TCF: Telcos meeting New Zealand demand
The New Zealand telecommunications industry is responding positively to New Zealanders’ demand for access to high quality telecommunications services, according to the New Zealand Telecommunications Forum (TCF).
The Commerce Commission has released its Annual Telecommunication Monitoring Report this week, and the TCF says it is welcoming the report's findings.
TCF says the report shows that the industry is meeting consumer demand for increased data, with consumption of mobile data rising 35% percent compared to 2018 levels and broadband data rising 21%.
“Data consumption continues to increase and the industry has responded by investing in its networks and making capacity available,” says New Zealand Telecommunications Forum chief executive officer Geoff Thorn.
The Commerce Commission’s report shows that the majority of New Zealand households now access the internet via fibre, as opposed to a copper connection, with 880,000 homes and businesses connected to the fibre broadband network. Connections via alternative technologies have also increased, according to the report.
“It is clear that Kiwis are taking advantage of the opportunity to choose a connection technology which is best for them and which provides them with flexibility in the way they work and play,” says Thorn.
“Despite the increased demand for data, New Zealand broadband speeds are still improving with our fixed line broadband speeds well above the OECD average," he explains.
Thorn says the competitiveness of the New Zealand industry is evident in the pricing of these services, with ultra-high broadband users able to access unlimited data at high speeds for far less than the OECD average.
“It is clear that consumers are benefiting from high levels of investment by the industry which is providing them with the flexibility to choose how they wish to connect," Thorn says.
"No matter how they connect, they are able to access increased amounts of data at competitive prices and faster speeds,” he says.
It has been a big year for New Zealand's telecommunications industry, with Slingshot, Flip and Orcon all fined by the Commerce Commission earlier this year.
The telco providers pleaded guilty and were convicted in relation to 13 charges under the Fair Trading Act for conduct that occurred between 2 January 2012 and 1 March 2018. They were fined a total of $121,500 for making false representations in invoices they sent to their customers.
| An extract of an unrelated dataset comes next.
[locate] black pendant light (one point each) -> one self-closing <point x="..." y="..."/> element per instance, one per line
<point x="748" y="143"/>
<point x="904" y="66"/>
The Commerce Commission said all three companies terms and conditions said charges for customers' internet and/or landline services would stop one month after they gave notice to terminate their contracts. However, the companies issued final invoices to nearly 6,000 customers that included charges for services beyond the one-month notice period. In doing so, the companies misrepresented their rights to payments because their customers only owed payment for the services provided prior to the agreed termination date. As a result, customers overpaid around $132,000.